Archive

Author Archive

My report on Open Government Data camp 2011

November 2nd, 2011

A few days ago I (Alvaro Graves) participated in the Open Government Data Camp 2011 in Warsaw, Poland, where people from different groups, organizations and governments met to discuss issues related to Open Data at government level. Here are some of the most important issues found in theese talk, in my opinion.

The current state of OGD

David Eaves, an activist who advises the city of Vancouver, Canada in issues about Open Data, gave a keynote in which he described his views on the current state of Open Data movement. First, it is striking that the success stories are not just a few anymore (as Data.gov or Data.gov.uk) but there are dozens (perhaps hundreds), both at national, regional and local levels. Similarly, the term Open Government Data is becoming increasingly popular, which is good because it is easier to stop explaining the ‘what’ and start focusing in the ‘how’.

Another interesting point is how the movement of Open Government Data already passed an inflection point, where it is no longer seen as people demanding from the outside, but being increasingly being invited to help working on these initiatives from within the government. For many, this change in perspective can be confusing and may create some concerns of Open Data being absorbed in a bureaucratic system that makes impossible to implement Open Data initiatives. However, it is clear that in order for these changes to occur, the movement can not reject to collaborate with governments.

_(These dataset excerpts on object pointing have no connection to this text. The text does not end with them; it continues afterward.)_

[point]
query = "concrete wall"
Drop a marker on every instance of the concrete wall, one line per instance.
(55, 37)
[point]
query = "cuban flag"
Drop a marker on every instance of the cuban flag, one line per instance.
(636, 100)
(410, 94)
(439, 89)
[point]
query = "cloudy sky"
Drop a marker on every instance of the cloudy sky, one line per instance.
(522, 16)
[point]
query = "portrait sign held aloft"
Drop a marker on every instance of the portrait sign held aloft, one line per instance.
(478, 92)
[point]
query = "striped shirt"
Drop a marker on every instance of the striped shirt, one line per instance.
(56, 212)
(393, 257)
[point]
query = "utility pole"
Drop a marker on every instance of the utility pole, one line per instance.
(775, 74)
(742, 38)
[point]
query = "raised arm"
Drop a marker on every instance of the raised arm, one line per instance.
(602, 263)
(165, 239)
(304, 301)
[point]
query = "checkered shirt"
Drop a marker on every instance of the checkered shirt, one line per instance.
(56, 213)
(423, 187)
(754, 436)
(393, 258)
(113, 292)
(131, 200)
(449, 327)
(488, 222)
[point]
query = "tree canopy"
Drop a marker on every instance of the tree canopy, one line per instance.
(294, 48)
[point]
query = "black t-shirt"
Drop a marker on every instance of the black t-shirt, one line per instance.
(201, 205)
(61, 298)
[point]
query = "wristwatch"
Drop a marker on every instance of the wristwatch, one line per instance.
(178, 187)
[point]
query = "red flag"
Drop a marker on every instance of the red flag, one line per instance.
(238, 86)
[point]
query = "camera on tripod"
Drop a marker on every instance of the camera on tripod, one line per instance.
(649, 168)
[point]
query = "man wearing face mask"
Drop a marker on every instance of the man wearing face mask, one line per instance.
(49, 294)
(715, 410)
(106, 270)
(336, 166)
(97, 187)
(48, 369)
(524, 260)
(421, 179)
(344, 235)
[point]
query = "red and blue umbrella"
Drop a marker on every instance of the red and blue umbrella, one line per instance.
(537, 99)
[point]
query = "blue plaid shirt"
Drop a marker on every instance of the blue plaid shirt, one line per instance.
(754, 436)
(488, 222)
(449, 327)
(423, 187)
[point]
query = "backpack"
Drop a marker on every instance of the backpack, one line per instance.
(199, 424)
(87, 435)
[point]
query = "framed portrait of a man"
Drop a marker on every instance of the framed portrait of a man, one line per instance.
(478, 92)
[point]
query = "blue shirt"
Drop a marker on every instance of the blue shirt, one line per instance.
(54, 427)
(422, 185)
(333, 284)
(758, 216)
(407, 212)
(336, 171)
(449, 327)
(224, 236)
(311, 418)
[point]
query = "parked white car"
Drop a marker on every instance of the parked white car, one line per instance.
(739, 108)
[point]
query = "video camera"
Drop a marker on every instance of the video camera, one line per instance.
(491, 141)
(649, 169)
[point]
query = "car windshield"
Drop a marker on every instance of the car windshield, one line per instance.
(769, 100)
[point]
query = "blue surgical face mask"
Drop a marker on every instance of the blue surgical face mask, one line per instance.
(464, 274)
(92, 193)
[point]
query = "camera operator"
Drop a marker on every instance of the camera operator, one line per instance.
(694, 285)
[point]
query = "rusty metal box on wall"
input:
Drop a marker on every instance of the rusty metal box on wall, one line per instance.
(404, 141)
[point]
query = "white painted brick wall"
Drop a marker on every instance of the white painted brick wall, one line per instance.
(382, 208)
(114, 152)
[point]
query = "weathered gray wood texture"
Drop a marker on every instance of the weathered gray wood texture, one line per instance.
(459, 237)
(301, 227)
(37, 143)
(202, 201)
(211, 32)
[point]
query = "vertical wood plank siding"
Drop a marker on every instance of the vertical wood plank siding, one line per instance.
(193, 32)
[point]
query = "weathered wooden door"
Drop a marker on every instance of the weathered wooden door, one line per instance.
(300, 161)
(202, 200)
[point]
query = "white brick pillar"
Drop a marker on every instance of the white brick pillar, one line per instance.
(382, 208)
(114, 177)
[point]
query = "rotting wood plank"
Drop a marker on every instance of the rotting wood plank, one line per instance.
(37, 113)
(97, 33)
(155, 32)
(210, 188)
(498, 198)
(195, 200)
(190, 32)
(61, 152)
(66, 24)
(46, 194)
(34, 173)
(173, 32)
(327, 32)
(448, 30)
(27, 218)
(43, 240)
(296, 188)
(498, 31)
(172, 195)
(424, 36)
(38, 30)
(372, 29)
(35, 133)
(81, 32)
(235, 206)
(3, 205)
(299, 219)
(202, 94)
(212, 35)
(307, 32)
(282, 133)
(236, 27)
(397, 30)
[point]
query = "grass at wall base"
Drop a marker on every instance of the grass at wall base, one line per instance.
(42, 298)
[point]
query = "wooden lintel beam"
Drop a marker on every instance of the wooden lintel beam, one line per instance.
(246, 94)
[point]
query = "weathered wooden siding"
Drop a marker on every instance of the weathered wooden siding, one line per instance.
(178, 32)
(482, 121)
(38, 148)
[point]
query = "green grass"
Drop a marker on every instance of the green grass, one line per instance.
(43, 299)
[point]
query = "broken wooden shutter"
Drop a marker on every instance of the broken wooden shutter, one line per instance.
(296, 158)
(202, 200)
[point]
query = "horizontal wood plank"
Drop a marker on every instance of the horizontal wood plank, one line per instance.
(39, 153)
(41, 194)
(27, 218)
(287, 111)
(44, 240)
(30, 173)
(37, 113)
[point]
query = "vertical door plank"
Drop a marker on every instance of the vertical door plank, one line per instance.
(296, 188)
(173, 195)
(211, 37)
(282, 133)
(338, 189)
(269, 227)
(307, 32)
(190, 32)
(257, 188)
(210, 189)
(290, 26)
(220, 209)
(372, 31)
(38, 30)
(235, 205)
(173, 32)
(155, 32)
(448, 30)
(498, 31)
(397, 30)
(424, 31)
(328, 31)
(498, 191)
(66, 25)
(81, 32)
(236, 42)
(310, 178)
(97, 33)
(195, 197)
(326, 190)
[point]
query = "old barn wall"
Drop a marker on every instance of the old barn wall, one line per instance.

Local initiatives, by locals

A talk that I really liked was by Ton Zylstra, who lives in the city of Enschede, the Netherlands. This city has only 150,000 inhabitants. He wanted an Open Data initiative there, however, it was difficult to convince the authorities, so he with a group of people decided to start working on their own. Inviting a handful of hackers to a bar, they created their first application that used data from Twitter, Foursquare, and the venues of a local festival. Eventually they convinced the municipal government that the default option for local data ought to be open.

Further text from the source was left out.